Hadjadj: «El Papa cuestiona que lo que pasa sean solo problemas»

Hadjadj: «El Papa cuestiona esa idea de que todo lo que pasa en el mundo son problemas»

El filósofo francés participa en un coloquio sobre inteligencia artificial organizado por la UFV. «La encíclica del Papa es sobre todo un texto sobre la inteligencia humana», dice

Juan Luis Vázquez Díaz-Mayordomo
Fabrice Hadjadj en un momento de su intervención.
Fabrice Hadjadj en un momento de su intervención. Foto: UFV.

«Estamos en tiempos de una absorción de lo genealógico por lo lógico, que se transforma en el advenimiento de lo tecnológico, algo que controlamos, que podemos programar. Esta pérdida de la filiación en la razón es precisamente también el advenimiento de la inteligencia artificial. Es decir, razonar como calcular, y no como entrar en la aventura histórica de una cierta filiación, una aventura con un padre». Así lo afirmó el jueves Fabrice Hadjadj, filósofo y escritor francés, director del Instituto Incarnatus est, en un coloquio organizado por la Universidad Francisco de Vitoria en torno a la encíclica Magnifica humanitas, del Papa León XIV. «La genealogía supone acoger la iniciativa del otro» y esto supone entrar en «la aventura del padre», añadió.

A continuación habló del «riesgo de elevarse por las propias fuerzas sin acoger la gracia», en un paralelismo con el desarrollo de la inteligencia artificial. De este modo, «la tecnología aparece como un modo de corregir el rumbo demasiado vivo de la genealogía, demasiado aventurero, una manera de convertir la providencia en una fabricación, en un programa».

Por otro lado, entró en la afirmación de la supuesta neutralidad de la tecnología, para sostener que «concretamente no es neutral, porque no depende solo del que la utiliza, sino del que la concibe, del que la fabrica y, especialmente, del que la financia. Estamos frente a un complejo tecnoeconómico, no solo técnico, por lo que hay que entender la vinculación entre datos y dinero».

Desde dentro

«La encíclica del Papa es sobre todo un texto sobre la inteligencia humana, no solo sobre la artificial. Y tiene un punto destacable sobre el desarrollo del dogma y la doctrina de la Iglesia. La IA viene de fuera, pero nos interpela a la Iglesia desde dentro», defendió Hadjadj. Por eso, «lo que me interpela precisamente de la encíclica del Papa es que cuestiona esa idea de que todo lo que pasa en el mundo son problemas, de que el mundo sería mejor sin la IA y la modernidad. Sin embargo, el Papa dice que el Señor de la Iglesia es también el Señor de la historia, y que lo que acontece fuera de la Iglesia la interpela desde dentro».

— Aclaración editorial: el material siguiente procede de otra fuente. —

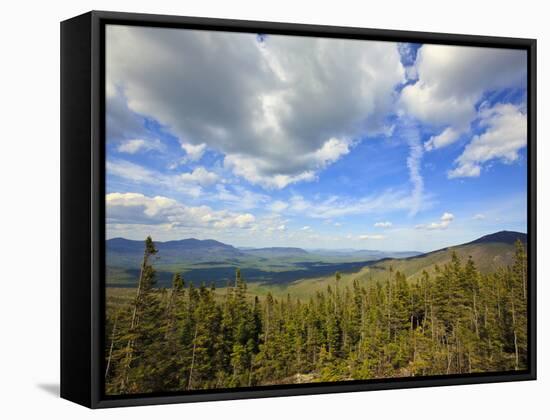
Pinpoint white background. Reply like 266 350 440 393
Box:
0 0 550 420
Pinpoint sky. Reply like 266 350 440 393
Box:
105 25 527 251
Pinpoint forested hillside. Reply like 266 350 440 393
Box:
105 238 527 395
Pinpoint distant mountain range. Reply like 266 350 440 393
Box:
106 231 527 286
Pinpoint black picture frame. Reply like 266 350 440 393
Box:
61 11 536 408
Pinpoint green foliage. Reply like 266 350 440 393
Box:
105 238 528 395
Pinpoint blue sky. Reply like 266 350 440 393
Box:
106 26 527 251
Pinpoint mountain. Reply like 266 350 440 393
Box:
243 247 309 258
106 238 245 267
106 231 527 290
469 230 527 245
281 231 527 298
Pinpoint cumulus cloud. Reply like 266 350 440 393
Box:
117 139 164 155
181 142 206 161
400 44 527 137
106 159 219 197
424 127 460 151
180 166 220 187
286 190 432 219
415 212 455 230
447 104 527 178
106 26 405 188
105 193 255 229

Un momento del coloquio. Foto: UFV.
Un momento del coloquio. Foto: UFV.

Así entendida, el fenómeno de la IA indica que «es Dios el que nos habla a partir de ese acontecimiento de la historia. Pero eso requiere nuestra propia inteligencia para reinventar el Evangelio para el mundo de hoy». De este modo, el advenimiento de la inteligencia artificial «es una suerte para el organismo de la Iglesia, porque así la Iglesia puede demostrar su vitalidad, su presencia en el mundo, su capacidad de responder desde dentro y desde lo eterno. Es la prueba de la vitalidad y la verdad del Evangelio. Y esto es obra de nuestra inteligencia y de nuestra responsabilidad frente a lo que sucede en la historia».

En contrapartida con otras visiones más pesimistas, la propuesta del filósofo francés no es la de una Iglesia «cerrada en una postura a la defensiva», sino la de una comunidad que entiende que «es una ocasión para entender mejor el misterio de Dios y brindar al mundo la frescura de lo eterno», porque cada época «necesita la buena nueva de la Resurrección» en su lenguaje.

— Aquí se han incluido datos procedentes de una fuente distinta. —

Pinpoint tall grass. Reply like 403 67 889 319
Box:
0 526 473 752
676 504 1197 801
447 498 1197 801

El Evangelio no es un programa

Curiosamente, los postulados de esta nueva tecnología «vienen del cristianismo», particularmente de círculos cristianos protestantes y tradicionalistas, según Hadjadj. «De ellos procede la idea de que la Revelación consiste en aplicar principios y citar el versículo de la Biblia o el punto del Catecismo para resolver tu vida, como si tú no tuvieras ninguna responsabilidad».

Frente a ello, propuso el concepto de «inteligencia eclesial», la de una Iglesia «abierta al encuentro, al acontecimiento. Porque el Evangelio no es un programa, es una apertura a la historia. Tenemos que leer los acontecimientos en este sentido. Siempre hay nuevos textos, cosas nuevas, y leerlos bien es nuestra responsabilidad», concluyó.